Russia has long had a restrictive climate for press freedom. As I wrote last summer, that climate bears directly on Navalny—in the sense that the speech rights of dissidents and journalists cannot be separated, but also because Navalny is himself a journalist. Sort of. Since his arrival on the national political scene, Navalny has used reporting to expose corruption and cronyism at the highest levels of the Russian state and rally opposition to Putin, first as a blogger, then via the Anti-Corruption Foundation—an organization, founded by Navalny, that publishes slick, highly-detailed video investigations of the affairs of senior figures, including, in 2017, Dmitry Medvedev, who was then the prime minister. As Anin told the Organized Crime and Corruption Reporting Project last year, Navalny “doesn’t follow journalistic standards” of balance, but has nonetheless created “probably the most effective investigative media outlet in the country.”
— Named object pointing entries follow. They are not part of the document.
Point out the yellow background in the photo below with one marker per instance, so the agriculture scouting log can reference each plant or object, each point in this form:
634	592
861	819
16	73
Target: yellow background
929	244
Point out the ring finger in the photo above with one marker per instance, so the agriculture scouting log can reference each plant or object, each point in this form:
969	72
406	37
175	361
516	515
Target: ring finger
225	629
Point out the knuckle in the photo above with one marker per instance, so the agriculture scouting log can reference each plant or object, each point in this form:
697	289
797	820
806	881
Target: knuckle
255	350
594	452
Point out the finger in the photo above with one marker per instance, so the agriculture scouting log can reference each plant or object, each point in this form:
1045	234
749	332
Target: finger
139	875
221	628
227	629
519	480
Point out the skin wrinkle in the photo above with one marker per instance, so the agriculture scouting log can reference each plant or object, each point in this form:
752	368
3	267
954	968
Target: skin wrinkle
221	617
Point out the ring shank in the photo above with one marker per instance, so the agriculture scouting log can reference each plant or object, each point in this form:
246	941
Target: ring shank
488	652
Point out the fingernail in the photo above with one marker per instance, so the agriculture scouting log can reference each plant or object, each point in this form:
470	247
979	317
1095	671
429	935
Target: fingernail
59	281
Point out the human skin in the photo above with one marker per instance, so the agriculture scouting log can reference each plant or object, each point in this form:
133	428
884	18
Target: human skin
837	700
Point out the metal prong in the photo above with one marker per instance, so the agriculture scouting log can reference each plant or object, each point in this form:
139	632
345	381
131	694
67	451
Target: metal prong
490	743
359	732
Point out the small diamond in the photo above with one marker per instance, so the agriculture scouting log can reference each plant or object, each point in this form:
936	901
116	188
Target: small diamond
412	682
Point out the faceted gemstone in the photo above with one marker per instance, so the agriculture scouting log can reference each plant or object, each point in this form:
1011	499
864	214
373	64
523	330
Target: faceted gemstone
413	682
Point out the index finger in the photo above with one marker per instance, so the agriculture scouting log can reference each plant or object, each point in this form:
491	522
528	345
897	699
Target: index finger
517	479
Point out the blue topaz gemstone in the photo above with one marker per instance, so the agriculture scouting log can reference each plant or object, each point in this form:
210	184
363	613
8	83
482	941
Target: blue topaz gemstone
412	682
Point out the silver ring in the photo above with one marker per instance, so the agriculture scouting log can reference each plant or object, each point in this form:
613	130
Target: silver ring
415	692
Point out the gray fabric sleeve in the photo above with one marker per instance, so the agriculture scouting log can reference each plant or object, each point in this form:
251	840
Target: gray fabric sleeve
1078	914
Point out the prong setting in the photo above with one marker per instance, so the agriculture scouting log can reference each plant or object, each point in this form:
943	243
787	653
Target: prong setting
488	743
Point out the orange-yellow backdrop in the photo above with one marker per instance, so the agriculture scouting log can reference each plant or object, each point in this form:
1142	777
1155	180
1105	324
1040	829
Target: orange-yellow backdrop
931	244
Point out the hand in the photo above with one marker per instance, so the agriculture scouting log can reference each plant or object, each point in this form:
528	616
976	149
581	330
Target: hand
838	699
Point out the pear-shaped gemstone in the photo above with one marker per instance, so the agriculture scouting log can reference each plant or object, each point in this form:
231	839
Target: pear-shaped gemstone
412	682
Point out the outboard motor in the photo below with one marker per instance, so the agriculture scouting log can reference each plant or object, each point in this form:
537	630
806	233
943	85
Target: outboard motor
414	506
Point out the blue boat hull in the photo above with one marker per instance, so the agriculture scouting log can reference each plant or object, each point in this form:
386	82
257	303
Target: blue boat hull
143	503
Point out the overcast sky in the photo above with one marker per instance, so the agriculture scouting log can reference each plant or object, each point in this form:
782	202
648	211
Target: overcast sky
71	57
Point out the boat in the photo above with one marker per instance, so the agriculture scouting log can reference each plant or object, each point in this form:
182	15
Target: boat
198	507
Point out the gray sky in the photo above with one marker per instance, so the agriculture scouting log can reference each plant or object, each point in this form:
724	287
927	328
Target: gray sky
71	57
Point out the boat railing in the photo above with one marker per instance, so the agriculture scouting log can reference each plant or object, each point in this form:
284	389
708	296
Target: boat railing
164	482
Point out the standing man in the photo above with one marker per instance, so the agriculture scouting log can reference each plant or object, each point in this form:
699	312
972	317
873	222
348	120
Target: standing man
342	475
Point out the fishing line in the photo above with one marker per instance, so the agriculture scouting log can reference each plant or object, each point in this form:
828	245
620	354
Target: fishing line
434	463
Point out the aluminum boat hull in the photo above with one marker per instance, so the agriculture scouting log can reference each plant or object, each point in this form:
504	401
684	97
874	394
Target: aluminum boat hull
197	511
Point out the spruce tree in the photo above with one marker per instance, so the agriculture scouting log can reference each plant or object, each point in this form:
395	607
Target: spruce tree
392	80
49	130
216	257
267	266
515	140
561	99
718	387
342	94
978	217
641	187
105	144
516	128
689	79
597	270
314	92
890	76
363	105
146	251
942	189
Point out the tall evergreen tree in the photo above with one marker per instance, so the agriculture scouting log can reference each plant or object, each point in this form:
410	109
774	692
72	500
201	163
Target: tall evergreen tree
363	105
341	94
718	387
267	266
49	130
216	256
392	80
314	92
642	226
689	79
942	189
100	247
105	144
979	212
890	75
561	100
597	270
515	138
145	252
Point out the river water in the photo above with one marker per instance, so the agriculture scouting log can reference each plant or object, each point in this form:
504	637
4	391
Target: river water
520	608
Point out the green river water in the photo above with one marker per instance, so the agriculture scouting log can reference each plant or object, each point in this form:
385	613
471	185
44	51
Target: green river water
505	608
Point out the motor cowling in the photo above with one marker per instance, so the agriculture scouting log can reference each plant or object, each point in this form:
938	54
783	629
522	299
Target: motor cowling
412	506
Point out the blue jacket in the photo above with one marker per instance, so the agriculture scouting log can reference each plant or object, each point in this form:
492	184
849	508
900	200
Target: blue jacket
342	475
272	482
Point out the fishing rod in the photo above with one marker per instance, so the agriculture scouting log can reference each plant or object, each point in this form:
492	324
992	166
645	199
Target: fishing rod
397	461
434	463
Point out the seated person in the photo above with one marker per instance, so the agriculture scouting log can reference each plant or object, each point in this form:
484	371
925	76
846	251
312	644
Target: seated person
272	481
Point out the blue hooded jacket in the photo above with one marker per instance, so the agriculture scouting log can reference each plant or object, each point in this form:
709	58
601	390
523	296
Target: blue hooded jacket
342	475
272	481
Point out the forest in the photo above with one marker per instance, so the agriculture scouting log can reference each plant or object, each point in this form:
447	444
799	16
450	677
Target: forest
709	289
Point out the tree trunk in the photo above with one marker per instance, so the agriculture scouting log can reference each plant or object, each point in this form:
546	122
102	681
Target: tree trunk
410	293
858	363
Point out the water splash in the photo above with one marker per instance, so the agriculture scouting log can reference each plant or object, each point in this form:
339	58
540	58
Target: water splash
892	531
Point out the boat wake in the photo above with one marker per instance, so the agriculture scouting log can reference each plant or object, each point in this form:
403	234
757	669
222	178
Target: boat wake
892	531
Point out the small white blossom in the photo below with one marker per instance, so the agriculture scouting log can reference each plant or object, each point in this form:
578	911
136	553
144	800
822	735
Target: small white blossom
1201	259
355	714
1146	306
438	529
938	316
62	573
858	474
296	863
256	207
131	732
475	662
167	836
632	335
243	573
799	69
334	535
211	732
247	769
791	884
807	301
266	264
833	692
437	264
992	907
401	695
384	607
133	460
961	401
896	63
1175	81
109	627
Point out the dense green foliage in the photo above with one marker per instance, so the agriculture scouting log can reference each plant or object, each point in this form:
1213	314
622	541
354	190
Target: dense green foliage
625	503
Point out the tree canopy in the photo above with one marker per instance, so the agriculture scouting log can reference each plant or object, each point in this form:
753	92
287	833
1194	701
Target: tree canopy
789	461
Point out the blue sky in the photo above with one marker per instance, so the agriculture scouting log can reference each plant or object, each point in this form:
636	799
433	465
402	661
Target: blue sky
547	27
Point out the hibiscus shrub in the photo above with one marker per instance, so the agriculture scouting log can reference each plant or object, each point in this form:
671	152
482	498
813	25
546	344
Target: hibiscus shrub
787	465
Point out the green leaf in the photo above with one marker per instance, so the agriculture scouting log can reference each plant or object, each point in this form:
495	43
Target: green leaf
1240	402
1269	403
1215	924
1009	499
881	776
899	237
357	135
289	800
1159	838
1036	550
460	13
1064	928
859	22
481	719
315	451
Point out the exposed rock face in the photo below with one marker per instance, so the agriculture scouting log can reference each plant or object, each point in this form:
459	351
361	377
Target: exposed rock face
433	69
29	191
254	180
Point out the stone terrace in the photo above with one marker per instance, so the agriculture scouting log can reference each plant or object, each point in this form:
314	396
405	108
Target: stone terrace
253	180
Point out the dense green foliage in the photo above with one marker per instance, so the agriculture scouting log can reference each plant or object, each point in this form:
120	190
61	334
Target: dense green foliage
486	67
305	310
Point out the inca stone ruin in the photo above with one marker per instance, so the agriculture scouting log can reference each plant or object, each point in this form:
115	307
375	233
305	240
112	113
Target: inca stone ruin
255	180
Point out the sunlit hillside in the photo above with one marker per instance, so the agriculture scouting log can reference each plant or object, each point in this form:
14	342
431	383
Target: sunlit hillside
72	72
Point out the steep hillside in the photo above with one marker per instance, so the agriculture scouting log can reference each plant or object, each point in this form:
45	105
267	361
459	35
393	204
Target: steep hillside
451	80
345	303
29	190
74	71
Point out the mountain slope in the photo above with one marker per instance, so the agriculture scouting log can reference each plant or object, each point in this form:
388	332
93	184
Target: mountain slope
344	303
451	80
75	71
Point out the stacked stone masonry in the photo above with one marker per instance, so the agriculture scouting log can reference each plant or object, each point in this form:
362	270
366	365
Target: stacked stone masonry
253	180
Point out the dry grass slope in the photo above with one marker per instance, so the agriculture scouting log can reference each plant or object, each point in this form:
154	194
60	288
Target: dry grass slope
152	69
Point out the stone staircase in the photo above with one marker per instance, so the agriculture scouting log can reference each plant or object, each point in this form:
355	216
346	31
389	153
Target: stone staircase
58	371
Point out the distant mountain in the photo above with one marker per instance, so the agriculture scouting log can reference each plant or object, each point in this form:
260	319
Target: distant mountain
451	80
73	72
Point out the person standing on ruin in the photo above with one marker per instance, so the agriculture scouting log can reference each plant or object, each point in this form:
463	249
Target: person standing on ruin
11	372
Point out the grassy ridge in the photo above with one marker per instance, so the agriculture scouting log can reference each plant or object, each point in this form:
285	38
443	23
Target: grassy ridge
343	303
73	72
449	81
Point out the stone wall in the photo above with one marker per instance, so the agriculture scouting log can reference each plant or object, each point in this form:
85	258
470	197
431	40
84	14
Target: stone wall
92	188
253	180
Navalny’s journalism helped build momentum for Saturday’s protests weeks before they began. Around Christmas, he cooperated with Bellingcat, The Insider, Der Spiegel, and CNN to release a bombshell report showing that he was being trailed by a team of operatives working for Russia’s secret police. Posing as a senior security official, he spoke by phone with one of the operatives, a chemical-weapons expert named Konstantin Kudryavtsev, and induced him to inadvertently confess the details of Navalny’s poisoning, and say plainly that it had been a failed assassination attempt. (Bellingcat observed the call, which Navalny recorded and published online, and confirmed details of Kudryavtsev’s account by cross-referencing them with “objective data.”) Then, last week, Navalny’s YouTube channel posted a highly-produced, two-hour-long documentary—complete with 3D graphics—leveling a series of extraordinary allegations about an opulent Black Sea palace that Putin had supposedly financed via a “slush fund.” The video has since been viewed nearly a hundred million times, an astronomical figure even by Navalny’s viral standards. Yesterday, Putin took the unusual step of personally responding to the film when asked about it by a college student; he denied that he or his family own the palace (a claim that Navalny did not technically make) and accused Navalny of attempting to “brainwash our citizens.”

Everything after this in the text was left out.